Mahkemenin hukuka aykırı olarak verdiği bu karara karşı yasal süresi içinde
Yargıtay’a gönderilmek üzere, temyiz dilekçesi hazırladım. Henüz taslak
halinde olan söz konusu dilekçemde açıkladığım bazı hususları kısaca sizlerle
de paylaşmak istiyorum;
“Türkiye’de ifade özgürlüğü yoktur, kısıtlıdır, ifade özgürlüğü
kurumlaşmamıştır. Türk siyasal hayatında resmi ideoloji çok önemli bir
kurumdur. Siyasal hayatı belirleyen ve yönlendiren kurum resmi ideolojidir.
İfade özgürlüğünü kurumlaştırmayan bir siyasal sisteme demokratik demek mümkün
değildir.” (T.Demirer)”
Düşünce ve ifade özgürlüğünün bir toplumda kurumlaşması, demokrasinin, bilim
ve sanatın temel koşuludur. (ag)
Savcılık iddianamesinde “suç”unu övdüğüm iddia edilen Mazlum Doğan PKK
kurucusu iddiasıyla tutuklanmış ve tutuklu bulunduğu Diyarbakır Cezaevi’ndeki
baskıları protesto etmek için 1982 yılının 21 Mart’ında bedenini ateşe vermek
suretiyle hayatına son vermiştir. Yani 29 yıl önce aramızda ayrılan köylüm ve
ilkokul arkadaşım Mazlum Doğan’ın yaşamından bahsetmenin, O’na saygı göstermek
suç sayılması vicdanlara sığmadığı gibi evrensel hukuka da uymamaktadır.
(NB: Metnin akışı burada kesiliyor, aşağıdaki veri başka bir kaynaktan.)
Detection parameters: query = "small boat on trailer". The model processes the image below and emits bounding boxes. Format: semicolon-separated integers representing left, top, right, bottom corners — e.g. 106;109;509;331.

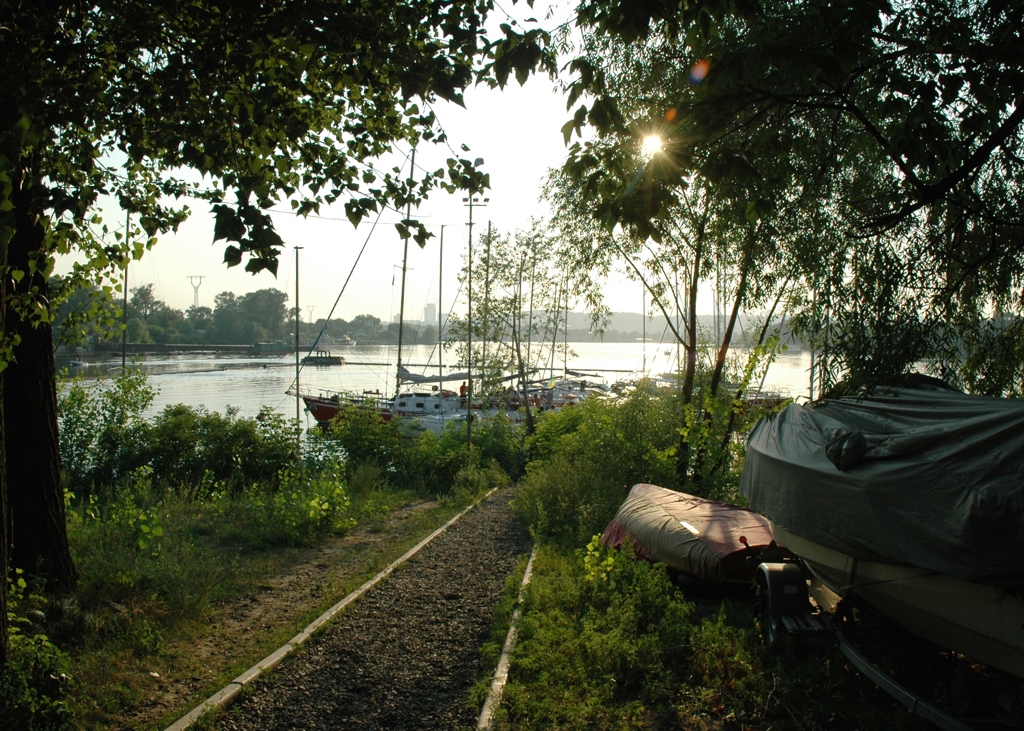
601;484;784;585
740;388;1024;678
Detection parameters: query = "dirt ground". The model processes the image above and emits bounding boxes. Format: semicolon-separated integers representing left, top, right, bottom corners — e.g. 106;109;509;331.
116;501;436;730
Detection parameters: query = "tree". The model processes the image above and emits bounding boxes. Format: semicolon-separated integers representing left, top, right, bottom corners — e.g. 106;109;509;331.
239;289;286;342
351;314;384;340
564;0;1024;393
0;0;546;661
128;285;164;320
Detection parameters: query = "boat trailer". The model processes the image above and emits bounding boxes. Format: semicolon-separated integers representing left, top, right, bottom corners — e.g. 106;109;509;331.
757;539;974;731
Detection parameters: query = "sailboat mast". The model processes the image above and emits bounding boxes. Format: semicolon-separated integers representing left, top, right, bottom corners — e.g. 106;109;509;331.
295;246;302;454
394;147;416;396
437;224;444;399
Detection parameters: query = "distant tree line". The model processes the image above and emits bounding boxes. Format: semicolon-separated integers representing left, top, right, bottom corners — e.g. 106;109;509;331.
53;284;437;348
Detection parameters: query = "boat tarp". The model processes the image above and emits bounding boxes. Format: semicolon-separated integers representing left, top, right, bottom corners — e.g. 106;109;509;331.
740;388;1024;588
601;484;772;583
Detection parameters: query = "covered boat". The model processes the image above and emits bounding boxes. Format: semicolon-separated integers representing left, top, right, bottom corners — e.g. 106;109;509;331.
740;388;1024;677
601;484;772;584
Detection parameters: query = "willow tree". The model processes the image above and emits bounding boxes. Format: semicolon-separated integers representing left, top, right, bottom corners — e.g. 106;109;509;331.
0;0;546;661
564;0;1024;393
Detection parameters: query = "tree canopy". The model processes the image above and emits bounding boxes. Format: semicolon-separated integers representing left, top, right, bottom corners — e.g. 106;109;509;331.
563;0;1024;394
0;0;553;664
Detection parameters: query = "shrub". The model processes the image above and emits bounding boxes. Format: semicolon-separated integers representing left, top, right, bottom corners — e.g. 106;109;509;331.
142;404;295;490
0;572;73;731
57;369;155;498
504;539;692;729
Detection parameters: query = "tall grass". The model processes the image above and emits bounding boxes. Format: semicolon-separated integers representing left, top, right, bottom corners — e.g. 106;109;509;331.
0;371;525;731
495;539;926;731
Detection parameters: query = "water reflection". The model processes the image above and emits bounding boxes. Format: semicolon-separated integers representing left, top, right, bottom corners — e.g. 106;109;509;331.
57;343;810;423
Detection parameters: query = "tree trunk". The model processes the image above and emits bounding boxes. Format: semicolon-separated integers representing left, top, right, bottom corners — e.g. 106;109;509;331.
0;248;10;659
3;172;78;591
676;215;708;489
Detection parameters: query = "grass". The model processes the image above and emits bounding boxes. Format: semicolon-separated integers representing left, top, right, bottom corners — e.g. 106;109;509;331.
56;484;468;729
495;544;927;731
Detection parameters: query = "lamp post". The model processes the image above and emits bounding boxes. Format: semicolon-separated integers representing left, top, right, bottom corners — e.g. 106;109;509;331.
462;189;490;450
295;246;302;457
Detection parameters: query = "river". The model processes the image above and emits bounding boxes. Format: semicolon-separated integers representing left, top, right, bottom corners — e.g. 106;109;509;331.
57;342;810;425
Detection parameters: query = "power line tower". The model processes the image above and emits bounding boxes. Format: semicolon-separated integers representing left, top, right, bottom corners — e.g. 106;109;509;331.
188;274;206;307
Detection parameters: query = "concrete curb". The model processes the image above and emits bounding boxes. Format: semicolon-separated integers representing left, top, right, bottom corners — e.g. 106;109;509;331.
166;487;498;731
476;546;537;730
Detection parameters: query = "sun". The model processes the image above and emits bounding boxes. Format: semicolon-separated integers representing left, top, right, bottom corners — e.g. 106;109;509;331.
640;134;665;158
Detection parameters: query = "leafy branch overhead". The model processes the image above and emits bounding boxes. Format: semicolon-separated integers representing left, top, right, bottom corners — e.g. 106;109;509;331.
562;0;1024;394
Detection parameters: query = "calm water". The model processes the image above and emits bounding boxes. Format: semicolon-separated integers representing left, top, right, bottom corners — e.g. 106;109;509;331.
57;343;810;427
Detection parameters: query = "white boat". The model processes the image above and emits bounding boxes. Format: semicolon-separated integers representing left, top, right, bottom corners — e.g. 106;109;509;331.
740;380;1024;678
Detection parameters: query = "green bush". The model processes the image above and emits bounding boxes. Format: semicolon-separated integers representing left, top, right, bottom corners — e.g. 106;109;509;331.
502;539;692;729
206;460;355;549
0;573;73;731
515;389;679;547
328;405;409;475
451;461;512;505
142;404;295;490
58;370;295;499
57;369;155;498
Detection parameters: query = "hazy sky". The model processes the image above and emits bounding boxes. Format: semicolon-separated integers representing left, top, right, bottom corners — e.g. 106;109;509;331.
128;69;618;320
110;2;655;321
58;0;671;321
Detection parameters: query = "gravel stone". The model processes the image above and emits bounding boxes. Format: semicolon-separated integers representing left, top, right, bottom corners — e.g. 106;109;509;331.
215;489;530;731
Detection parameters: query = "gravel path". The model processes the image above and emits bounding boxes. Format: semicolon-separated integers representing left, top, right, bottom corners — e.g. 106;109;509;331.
215;483;529;731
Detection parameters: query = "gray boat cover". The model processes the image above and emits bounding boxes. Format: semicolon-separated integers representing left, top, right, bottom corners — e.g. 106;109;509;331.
740;388;1024;588
601;484;772;584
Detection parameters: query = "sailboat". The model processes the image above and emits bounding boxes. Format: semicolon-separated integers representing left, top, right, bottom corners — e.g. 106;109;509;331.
298;193;468;433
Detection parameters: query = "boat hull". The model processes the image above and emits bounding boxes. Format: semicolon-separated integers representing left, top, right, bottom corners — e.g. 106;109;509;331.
772;523;1024;678
601;484;772;584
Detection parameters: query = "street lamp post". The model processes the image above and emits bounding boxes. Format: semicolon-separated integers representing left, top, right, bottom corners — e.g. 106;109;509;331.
462;189;490;450
295;246;302;456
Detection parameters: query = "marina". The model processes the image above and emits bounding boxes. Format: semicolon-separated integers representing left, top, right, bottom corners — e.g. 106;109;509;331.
57;342;810;427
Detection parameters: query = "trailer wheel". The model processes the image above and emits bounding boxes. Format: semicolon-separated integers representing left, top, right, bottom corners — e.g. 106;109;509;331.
757;571;790;650
754;561;811;650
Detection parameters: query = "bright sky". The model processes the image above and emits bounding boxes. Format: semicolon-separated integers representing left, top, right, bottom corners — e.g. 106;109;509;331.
68;0;688;321
114;2;641;321
129;73;602;321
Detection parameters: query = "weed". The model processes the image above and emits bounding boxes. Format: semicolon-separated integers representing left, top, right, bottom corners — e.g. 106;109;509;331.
0;570;74;731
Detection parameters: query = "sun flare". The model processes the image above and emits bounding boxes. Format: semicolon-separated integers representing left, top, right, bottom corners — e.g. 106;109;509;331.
641;134;664;158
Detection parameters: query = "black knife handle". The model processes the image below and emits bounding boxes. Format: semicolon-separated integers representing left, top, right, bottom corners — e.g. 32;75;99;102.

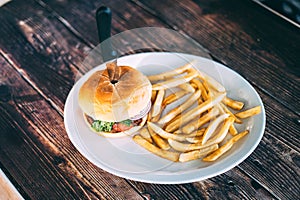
96;6;115;61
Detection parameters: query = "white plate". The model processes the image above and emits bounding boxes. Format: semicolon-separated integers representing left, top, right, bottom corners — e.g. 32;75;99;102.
64;53;265;184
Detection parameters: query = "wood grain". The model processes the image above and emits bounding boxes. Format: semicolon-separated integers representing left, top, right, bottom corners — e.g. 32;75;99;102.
0;1;300;199
134;0;300;115
0;54;146;199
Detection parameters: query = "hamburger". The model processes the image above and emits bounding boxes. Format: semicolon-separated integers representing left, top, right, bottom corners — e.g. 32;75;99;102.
78;62;152;137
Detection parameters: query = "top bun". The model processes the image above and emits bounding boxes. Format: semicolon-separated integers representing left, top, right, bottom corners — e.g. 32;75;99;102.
79;62;152;122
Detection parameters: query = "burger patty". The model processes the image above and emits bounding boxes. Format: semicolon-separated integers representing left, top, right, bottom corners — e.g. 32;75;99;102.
85;114;142;133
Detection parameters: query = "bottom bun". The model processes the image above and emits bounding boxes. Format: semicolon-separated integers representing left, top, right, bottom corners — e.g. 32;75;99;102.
83;114;148;138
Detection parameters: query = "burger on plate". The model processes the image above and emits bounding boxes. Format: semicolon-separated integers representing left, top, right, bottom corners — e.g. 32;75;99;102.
78;62;152;137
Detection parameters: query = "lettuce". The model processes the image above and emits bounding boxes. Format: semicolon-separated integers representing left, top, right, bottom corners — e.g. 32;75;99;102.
92;120;114;132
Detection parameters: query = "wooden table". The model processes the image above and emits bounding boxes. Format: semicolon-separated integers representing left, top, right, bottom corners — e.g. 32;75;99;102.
0;0;300;199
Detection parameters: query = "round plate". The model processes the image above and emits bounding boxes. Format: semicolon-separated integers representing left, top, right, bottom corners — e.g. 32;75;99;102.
64;53;265;184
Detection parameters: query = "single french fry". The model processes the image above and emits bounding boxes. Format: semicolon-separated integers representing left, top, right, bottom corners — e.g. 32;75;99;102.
151;90;157;103
148;126;170;150
204;117;234;145
148;122;187;141
222;96;244;110
148;62;194;82
185;136;203;143
178;83;195;93
139;127;153;143
158;90;201;124
133;135;180;162
202;114;229;144
152;73;197;90
203;130;249;162
182;108;219;134
197;70;226;93
162;90;189;106
191;78;208;101
152;90;165;117
179;144;219;162
147;108;153;122
168;139;216;152
166;93;226;132
229;124;238;136
235;106;261;119
220;103;243;124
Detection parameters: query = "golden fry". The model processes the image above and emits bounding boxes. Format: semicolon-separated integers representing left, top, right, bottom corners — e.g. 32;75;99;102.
220;103;243;124
202;114;229;144
204;117;234;145
178;83;195;93
203;130;249;162
235;106;261;119
229;124;238;136
182;108;219;134
148;122;187;141
179;144;219;162
140;127;153;143
151;90;157;103
148;62;193;82
191;78;209;101
133;135;180;162
168;139;213;152
152;90;165;117
162;90;188;106
158;90;201;124
222;96;244;110
198;70;226;93
148;126;170;150
185;136;203;143
166;93;226;132
152;73;197;90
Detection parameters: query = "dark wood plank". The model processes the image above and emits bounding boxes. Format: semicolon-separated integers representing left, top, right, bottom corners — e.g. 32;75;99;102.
0;1;90;113
134;0;300;115
0;0;278;198
0;57;142;199
0;0;298;198
37;1;299;196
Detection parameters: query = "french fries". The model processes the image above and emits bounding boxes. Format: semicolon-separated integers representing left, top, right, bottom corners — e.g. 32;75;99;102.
133;135;180;162
133;63;261;162
203;130;249;162
222;96;244;110
182;108;219;134
148;126;170;150
235;106;261;119
166;93;226;132
148;62;193;82
202;114;229;144
151;90;165;117
179;144;219;162
158;90;201;124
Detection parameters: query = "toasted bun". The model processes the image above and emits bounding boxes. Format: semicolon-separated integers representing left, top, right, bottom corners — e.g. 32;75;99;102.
78;62;152;122
83;114;148;138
Sevgili arkadaşım Mazlum’un cenaze töreninde bulunamadım. Cenazesine
-muhtemelen- ailesi, akrabaları, yakınları, köylüleri katıldı ve imam cemaate
sordu: “Merhumu nasıl bilirdiniz?” Cemaat -yine muhtemelen- bir ağızdan
yanıtladı: “İyi bilirdik.”
Bu
durumda, Mazlum’a “helallik” veren cemaat, sizce “suçu ve suçluyu övmüş”
müdür?
“Adalet, sadece adalet değildir; vicdansız adalet, adalet olamaz; adaletin
vicdana olan ihtiyacı büyük ve belirleyicidir…”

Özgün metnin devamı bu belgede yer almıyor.